It is unfortunate and unfair that the legacy of director Michael Cimino is rooted directly to his greatest catastrophe, perhaps cinema’s singular debacle, so putatively abysmal that it turned into shorthand for other movie disasters, like “Hey, that ‘John Carter’ was a real ‘Heaven’s Gate’, huh?” Cimino’s 1980 film “Heaven’s Gate” entered lore before it was even finished, because it took so long to finish, a massive recounting of the Johnson County War of 1892, an ultra-ambitious project in which the frenzied Cimino wrested artistic and budgetary freedom from his studio, United Artists, and proceeded to wield it with such extravagance that he drove the project past budget, past schedule and UA to bankruptcy. He didn’t care. He never cared about a line producer’s rubbish. He only had eyes for the art, for better, for worse, a lot of the latter but still, so much of the first.
“Heaven’s Gate”, frankly, never had a chance. “Before anyone had seen it,” wrote Matt Singer for Indiewire in 2012, “‘Heaven’s Gate’ had already become synonymous with bloated Hollywood excess. In cinephile circles, it still is.” And while it is important not to downplay Cimino running so amok with his artistic freedom that he limited said freedom for every filmmaker that followed him, it is just as important to judge the film on its own merits. And even if it might not be a misunderstood masterpiece, or some such, it retains, despite an often numbingly ponderous narrative, undeniably awesome pictorial power. Though it centers on a love triangle, these principal characters come across as if they merely passing in and out of a richer frontier tableau, one that often takes place in the background but that also rises to the forefront, eliciting many of the accusations of indulgence, none more than the infamous roller-skating sequence. It’s a sight to see; hubris off screen but such splendor on screen that eventually the hubris you can’t help but think about imperceptibly just……evaporates. A lot of scenes mirror this sensation.
“Heaven’s Gate”, of course, was only allowed to exist because of Cimino’s spectacular success with his previous film “The Deer Hunter”, which earned him an Oscar for Best Director as well as Best Picture. It was also beset by excessive costs, re-shoots and an unremitting pursuit of perfection, though in that case Cimino achieved the full effect he so passionately sought. “The Deer Hunter”, however, has also undergone re-evaluation as time has passed, tying back to its painfully stereotypical portrayal of the North Vietnamese, of an inherent xenophobia. And these points are not wrong. If Coppola claimed that “Apocalypse Now” was Vietnam than “The Deer Hunter” was America’s Vietnam. This had nothing to do with them; it had everything to do with us. Chimino tore down America’s myth, bit by bit, concluding with the gob-smacking “God Bless America” sing-along drenched in bitter irony. And if the descent into Russian Roulette was historically inaccurate, well, David Thomson, who has written more forcefully and accurately than anyone about “The Deer Hunter”, termed it “an epic and tragic vision about America’s determination to overawe rather than understand the alien world – indeed, the historical errors rather proved that point.” “(D)id any film,” he wondered, “ask the American public to consider how far war and its readiness had to do with our great cult of shooting, of arms and of ‘one shot’? War appeals to something profound in us. That is the ultimate horror. Perhaps we like it.” Yikes.

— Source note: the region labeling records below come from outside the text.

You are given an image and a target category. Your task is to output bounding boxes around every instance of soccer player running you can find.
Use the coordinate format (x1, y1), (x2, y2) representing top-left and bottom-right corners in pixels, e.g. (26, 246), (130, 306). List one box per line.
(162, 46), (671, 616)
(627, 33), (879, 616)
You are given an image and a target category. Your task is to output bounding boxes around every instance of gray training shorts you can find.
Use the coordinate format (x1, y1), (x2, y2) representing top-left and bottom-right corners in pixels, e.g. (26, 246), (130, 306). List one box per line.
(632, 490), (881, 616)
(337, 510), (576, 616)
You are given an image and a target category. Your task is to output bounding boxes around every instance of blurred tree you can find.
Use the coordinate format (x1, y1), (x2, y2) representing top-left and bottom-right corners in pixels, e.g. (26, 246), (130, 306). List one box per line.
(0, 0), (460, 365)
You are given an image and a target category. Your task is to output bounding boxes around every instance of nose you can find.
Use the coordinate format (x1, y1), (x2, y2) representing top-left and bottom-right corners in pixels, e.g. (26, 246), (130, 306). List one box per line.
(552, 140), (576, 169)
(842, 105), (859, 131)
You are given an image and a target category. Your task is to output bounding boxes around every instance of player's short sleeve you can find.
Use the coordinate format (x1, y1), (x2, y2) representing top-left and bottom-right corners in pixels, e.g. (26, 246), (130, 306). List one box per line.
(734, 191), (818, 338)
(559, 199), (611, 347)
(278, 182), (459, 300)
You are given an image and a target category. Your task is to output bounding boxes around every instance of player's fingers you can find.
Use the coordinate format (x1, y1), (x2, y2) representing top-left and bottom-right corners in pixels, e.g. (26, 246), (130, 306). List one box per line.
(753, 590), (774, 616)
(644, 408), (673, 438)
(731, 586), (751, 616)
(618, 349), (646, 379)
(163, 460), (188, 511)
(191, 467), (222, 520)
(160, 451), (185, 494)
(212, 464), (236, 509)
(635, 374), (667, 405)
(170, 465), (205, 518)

That marks “The Deer Hunter” as still relevant today, as much as ever perhaps, and means that Cimino’s legacy stretches far beyond his “Heaven’s Gate” calamity. At the same time, however, “Heaven’s Gate” spurred Cimino’s descent, and though he made a few more films, the rest of his scant Hollywood career was pained reaching. He deliberately faded from view in America, his physical appearance changed, which yielded myriad rumors, none of which are my business. He was an intensely private man and respectfully remained so, right up until the end, this past Saturday, July 2nd, when he passed away at the age of 77.
He re-surfaced five years ago in Steve Garbarino’s Vanity Fair profile, one about the new Cimino, where he’d gone, what he’d been doing, what he wanted to do, but even so, the article spent plenty of time lingering on “Heaven’s Gate”, sadly re-proving how it was the most important point in the Michael Cimino Story, and how it continued to affect his career. Garbarino interviewed Mickey Rourke, who collaborated on a couple occasions with Cimino, and Rourke remarked that his old moviemaking ally “needs to make a film for less than $10 million and show them he can do that.” But I wonder, could he? Would he want to? I think Cimino yearned at all times for the most immense canvas imaginable and with the most sizable set of paints and brushes to create on that canvas. America is, it goes without saying, vast, in its landscapes and its beliefs, and Cimino was going to honor that in his aesthetic, go big, and if they wouldn’t let him go big, he would vanish into the night.
Michael Cimino ushered in the industry’s change from the auteur wielding dominance to the studio wielding it instead, and once the studio could rein him in, Cimino was never really in his outsized element. Cimino, in other words, brought about his own filmmaking downfall, and hey, what could be more American than that?